Splits a SMILES or CSV file into nsub chunks, creating the files <jobname>_fpgen_sub_i.<ext>, where i=1,2,…,nsub and <ext> is “smi” or “csv”. Each chunk will contain a minimum of MIN_FP_PER_SUBJOB structures, so the number of chunks actually created may be less than nsub.

Parameters
  • struct_file (str) – SMILES or CSV file to be split.

  • nsub (int) – The desired number of subjobs.

Returns

The actual number of files created. Will be <= nsub.

Return type

int

schrodinger.application.combinatorial_diversity.driver_utils.summarize_property_filters(filter_file)[source]

Generates a string with a summary of the property filters in the provided file.

Parameters

filter_file (str) – CSV file with property filters.

Returns

Summary of property filters.

Return type

str

schrodinger.application.combinatorial_diversity.driver_utils.validate_args(args, startup=False)[source]

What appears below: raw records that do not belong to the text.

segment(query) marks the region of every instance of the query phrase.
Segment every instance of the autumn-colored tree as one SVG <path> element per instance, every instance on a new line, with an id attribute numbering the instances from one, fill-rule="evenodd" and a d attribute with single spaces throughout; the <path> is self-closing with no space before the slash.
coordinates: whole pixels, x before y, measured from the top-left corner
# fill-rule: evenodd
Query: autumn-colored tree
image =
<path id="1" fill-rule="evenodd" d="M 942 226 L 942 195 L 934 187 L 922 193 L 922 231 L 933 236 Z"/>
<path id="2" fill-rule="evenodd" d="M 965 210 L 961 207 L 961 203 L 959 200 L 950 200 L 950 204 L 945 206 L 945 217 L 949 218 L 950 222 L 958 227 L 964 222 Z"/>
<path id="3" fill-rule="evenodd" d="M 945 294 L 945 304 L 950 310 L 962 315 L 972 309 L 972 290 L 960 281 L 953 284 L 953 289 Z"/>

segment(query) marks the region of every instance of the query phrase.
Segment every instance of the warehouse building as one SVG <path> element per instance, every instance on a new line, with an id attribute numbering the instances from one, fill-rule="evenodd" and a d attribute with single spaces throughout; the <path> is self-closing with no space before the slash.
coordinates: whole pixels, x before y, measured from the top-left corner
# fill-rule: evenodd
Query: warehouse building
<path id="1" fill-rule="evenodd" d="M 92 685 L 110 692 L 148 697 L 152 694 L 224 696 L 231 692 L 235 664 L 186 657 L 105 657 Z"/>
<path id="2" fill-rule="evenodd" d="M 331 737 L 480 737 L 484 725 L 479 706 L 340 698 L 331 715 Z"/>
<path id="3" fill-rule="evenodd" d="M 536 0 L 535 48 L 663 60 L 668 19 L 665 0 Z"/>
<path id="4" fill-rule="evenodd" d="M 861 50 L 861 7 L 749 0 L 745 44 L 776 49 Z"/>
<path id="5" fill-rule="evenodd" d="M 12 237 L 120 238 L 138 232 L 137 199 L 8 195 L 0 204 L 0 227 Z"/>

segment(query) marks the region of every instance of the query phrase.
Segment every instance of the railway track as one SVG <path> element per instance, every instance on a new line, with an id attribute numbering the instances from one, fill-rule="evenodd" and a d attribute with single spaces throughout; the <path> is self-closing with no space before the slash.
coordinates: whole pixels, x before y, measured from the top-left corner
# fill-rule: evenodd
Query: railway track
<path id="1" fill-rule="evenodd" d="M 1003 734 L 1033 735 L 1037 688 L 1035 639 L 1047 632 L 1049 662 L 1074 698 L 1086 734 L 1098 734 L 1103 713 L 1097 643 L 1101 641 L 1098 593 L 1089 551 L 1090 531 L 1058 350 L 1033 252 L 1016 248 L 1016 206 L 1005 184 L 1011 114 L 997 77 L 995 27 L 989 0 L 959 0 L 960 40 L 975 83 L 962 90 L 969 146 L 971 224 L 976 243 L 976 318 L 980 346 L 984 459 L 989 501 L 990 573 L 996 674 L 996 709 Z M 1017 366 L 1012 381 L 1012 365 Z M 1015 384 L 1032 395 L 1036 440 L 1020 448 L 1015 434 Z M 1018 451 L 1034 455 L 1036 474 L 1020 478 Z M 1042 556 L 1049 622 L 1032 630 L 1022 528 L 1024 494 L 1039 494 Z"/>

Checks the validity of command line arguments.

Parameters
  • args (argparser.Namespace) – argparser.Namespace with command line arguments

  • startup (bool) – Set to True if validating at starup time

Returns

tuple of validity and non-empty error message if not valid

Return type

bool, str

schrodinger.application.combinatorial_diversity.driver_utils.validate_properties(infile, filter_file=None)[source]

Validates the input file and the property filter file to ensure that the required properties are present and numeric.

Parameters
  • infile (str) – Input file with source of structures.

  • filter_file (str or NoneType) – Property filter file, if any.

Returns

tuple of validity and non-empty error message if not valid

Return type

bool, str

schrodinger.application.combinatorial_diversity.driver_utils.write_random_smi_subset(infile, outfile, nsub, rand_seed=1)[source]

Selects a random subset of rows from a .smi file and writes them to another .smi file.

Parameters
  • infile (str) – Input .smi file.

  • outfile (str) – Output .smi file.

  • nsub (int) – Random subset size.

  • rand_seed (int) – Seed to initialize random number generator.

Raises

ValueError – If nsub exceeds the number of rows in infile.

schrodinger.application.combinatorial_diversity.driver_utils.write_subjob_selections(fp_files, diverse_subset_rows, outfile, gen_coords=False, v3000=False, logger=None)[source]

Reads diverse structures and properties from the supplied fingerprint files and writes them to the indicated output Maestro, SD, CSV or SMILES file.

Parameters
  • fp_files (list(str)) – Fingerprint file names.

  • diverse_subset_rows (list(list(int))) – Zero-based lists of row numbers for diverse structures in each fingerprint file.

  • outfile (str) – Output file for diverse structures and properties.

  • gen_coords (bool) – Whether to generate 3D coordinates for Maestro or SD output.

  • v3000 (bool) – Whether to write SD file structures in V3000 format.

  • logger (logging.Logger or NoneType) – Logger for warning messages.